The segment that Froemke directed alone, "Insurance Woes," was less cramped in its feeling. She shot it at a live hearing in Harrisburg, Penn., with two camera operators and ended up using four different video formats for the piece. Froemke stresses the underlying distinctiveness of all the segments. "The [Pennebaker/Hegedus] piece on opiates unfolds in a very naturalistic, vérité way," she points out. "Barbara [Kopple]'s piece on the steamfitters union is total Kopple. And the Kate Davis piece on adolescent addicts is similar to her other work."

Still, despite the individuality of each filmmaker's style, the centerpiece film's consistent look is undeniable. Much of that visual cohesion can probably be attributed to the fact that, even though HBO issued no brief to the directors as to which cameras and recording media to use, "we had to shoot in video," says Froemke. "We knew that from the beginning. It wasn't going to be 16mm. Very few of us can afford to shoot 16 these days. But whether to shoot with Panasonic's VariCam or Sony DigiBeta or another format--that decision was left up to the filmmakers."

The post process also contributed to the film's consistency. Color correction was performed by near-legendary colorist John Dowdell at New York's Goldcrest Post. "John gave it the look," says Froemke. "It was not easy because there were a lot of variables, but he's a genius. He did his magic."

In addition to Addiction, the centerpiece documentary, HBO presented what it calls the supplementary series: 13 short films that delve deeper into other dimensions of the issue. These segments feature interviews with drug experts, profile family training and treatment approaches, and highlight alternative programs that minimize the occurrence of relapses.

Like the centerpiece, these supplementary films enlisted the talent of leading documentarians. Joe Berlinger and Bruce Sinofsky directed South Boston Drug Court, which looks at alternatives to incarcerating repeat but non-violent drug offenders. Ellen Goosenberg Kent directed Treating Stimulant Addiction: The CBT Approach, which examines cognitive behavioral therapy as an effective treatment for stimulant addiction. And Academy Award-winner Jessica Yu directed Getting an Addict into Treatment: The CRAFT Approach, which looks at community reinforcement and family training as a gentle and effective way to guide people into treatment.

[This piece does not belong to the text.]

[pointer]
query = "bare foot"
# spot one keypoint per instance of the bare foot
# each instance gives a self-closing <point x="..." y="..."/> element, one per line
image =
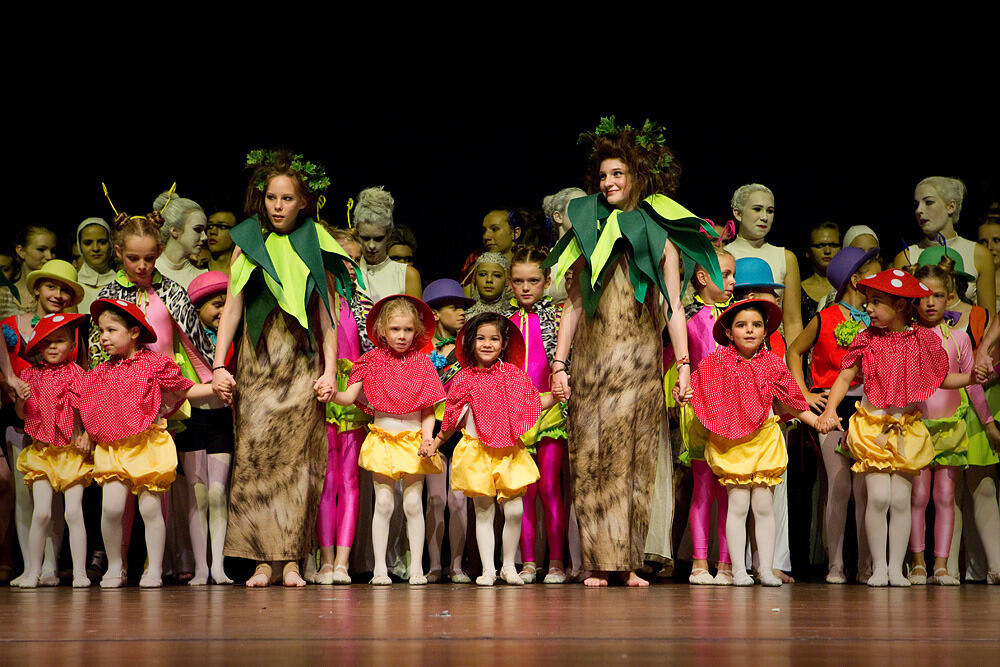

Although HBO did not publicize the Addiction project's budget or financial details, it described it as a presentation of Home Box Office in association with the Robert Wood Johnson Foundation, the National Institute on Drug Abuse, and the National Institute on Alcohol Abuse and Alcoholism. (It should be noted that the Robert Wood Johnson Foundation's eponymous founder also built the small family firm of Johnson & Johnson into the pharmaceutical giant, whose addiction treatment drugs are mentioned in the films.) The project's outreach efforts were coordinated by Join Together, Faces and Voices of Recovery, and the Community Anti-Drug Coalition of America (CADCA).